Secondly, why is this axiom so critical or definitive to S5?
There certainly are alternatives to this axiom, but it is hard to find a small set of such concise and intuitive formulas from which an entire system can be proven (which we desire for completeness).
In this case, axiom K combined with modus ponens (MP), allows us to derive formulas of the form $□p→□q$ from formulas of the form $□(p→q)$, since MP means ⊢ψ,⊢ψ→φ ⇒ ⊢φ, i.e. "if (the proposition) ψ is provable and (the proposition) ψ→φ is provable, then thereby (the proposition) φ is provable".
The fact that we are required to be able to do so is entailed by the semantics of alethic modal logic.
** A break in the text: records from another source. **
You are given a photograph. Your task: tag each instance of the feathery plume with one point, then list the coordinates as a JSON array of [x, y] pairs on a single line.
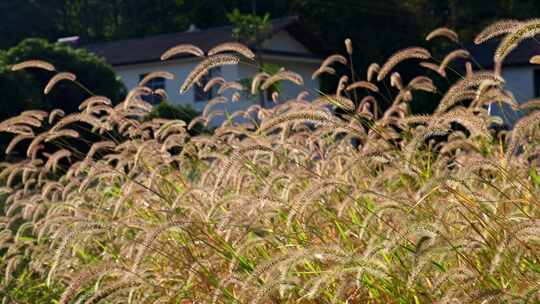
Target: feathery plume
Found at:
[[443, 32], [232, 47], [496, 29], [408, 53], [156, 74], [182, 49], [40, 64]]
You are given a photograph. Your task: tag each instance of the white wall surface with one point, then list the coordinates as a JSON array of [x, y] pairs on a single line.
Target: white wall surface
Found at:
[[520, 81]]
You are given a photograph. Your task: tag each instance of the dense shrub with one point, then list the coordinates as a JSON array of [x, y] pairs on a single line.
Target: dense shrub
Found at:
[[294, 204]]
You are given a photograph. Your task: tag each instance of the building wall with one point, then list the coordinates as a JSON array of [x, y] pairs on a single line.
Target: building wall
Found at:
[[519, 81]]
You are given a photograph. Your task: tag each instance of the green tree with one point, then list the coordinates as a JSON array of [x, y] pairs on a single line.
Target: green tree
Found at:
[[252, 30]]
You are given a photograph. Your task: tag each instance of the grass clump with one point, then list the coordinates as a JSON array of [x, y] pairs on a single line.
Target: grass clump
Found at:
[[337, 200]]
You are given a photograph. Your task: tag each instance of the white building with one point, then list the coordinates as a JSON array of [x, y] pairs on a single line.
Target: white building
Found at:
[[289, 45], [521, 77]]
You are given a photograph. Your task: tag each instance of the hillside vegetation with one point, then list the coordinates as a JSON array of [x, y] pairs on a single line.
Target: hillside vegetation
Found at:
[[339, 198]]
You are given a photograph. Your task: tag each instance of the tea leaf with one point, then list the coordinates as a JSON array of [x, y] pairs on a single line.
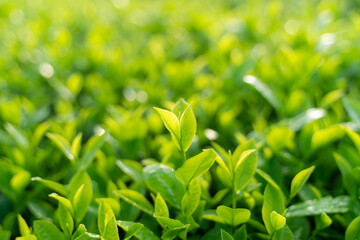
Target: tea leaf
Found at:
[[353, 230], [196, 166], [62, 143], [299, 180], [187, 128], [80, 194], [322, 221], [45, 230], [91, 148], [245, 169], [143, 233], [232, 216], [225, 235], [328, 204], [66, 220], [191, 199], [23, 227], [172, 123], [55, 186], [136, 199], [277, 221], [273, 201], [161, 179], [161, 209]]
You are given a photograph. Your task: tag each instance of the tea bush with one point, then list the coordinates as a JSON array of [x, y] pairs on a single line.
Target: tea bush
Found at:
[[97, 141]]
This could be noted by $[\![□(p→q),w]\!]=1\Rightarrow[\![□p→□q,w]\!]=1$ for all formulas $p,q$ and all worlds $w$, where $[\![\cdot]\!]:\mathcal{L}\times\mathcal{W}\rightarrow\mathbb{B}$ is the semantics. This is indeed valid in every Kripke model.
So, the K axiom is not essential in that one has to use it for the definition of a proof system. Alternative sets of axioms simply must be able to do what it does. It is, however, essential in systems where it is usually used, in the way that one cannot derive certain theorems without using it, since the remaining axioms are incomplete.
An example: S5 with the K axiom
A typical way to define a proof system for the modal logic S5 is by using six axioms
p→(q→p), (p→(q→r))→((p→q)→(p→r)), (¬p→¬q)→(q→p), □p→p, □(p→q)→(□p→□q), ◇p→□◇p
where ◇ is actually short-hand for ¬□¬. These formulas, with only the rules of MP and necessitation (NE; ⊢ψ ⇒ ⊢□ψ), can prove all S5-valid formulas in terms of $\{→,¬,□\}$.
Note that the 5th axiom is axiom K, and when removing it, the remaining formulas are unable to prove axiom K, despite it being valid according to all Kripke models.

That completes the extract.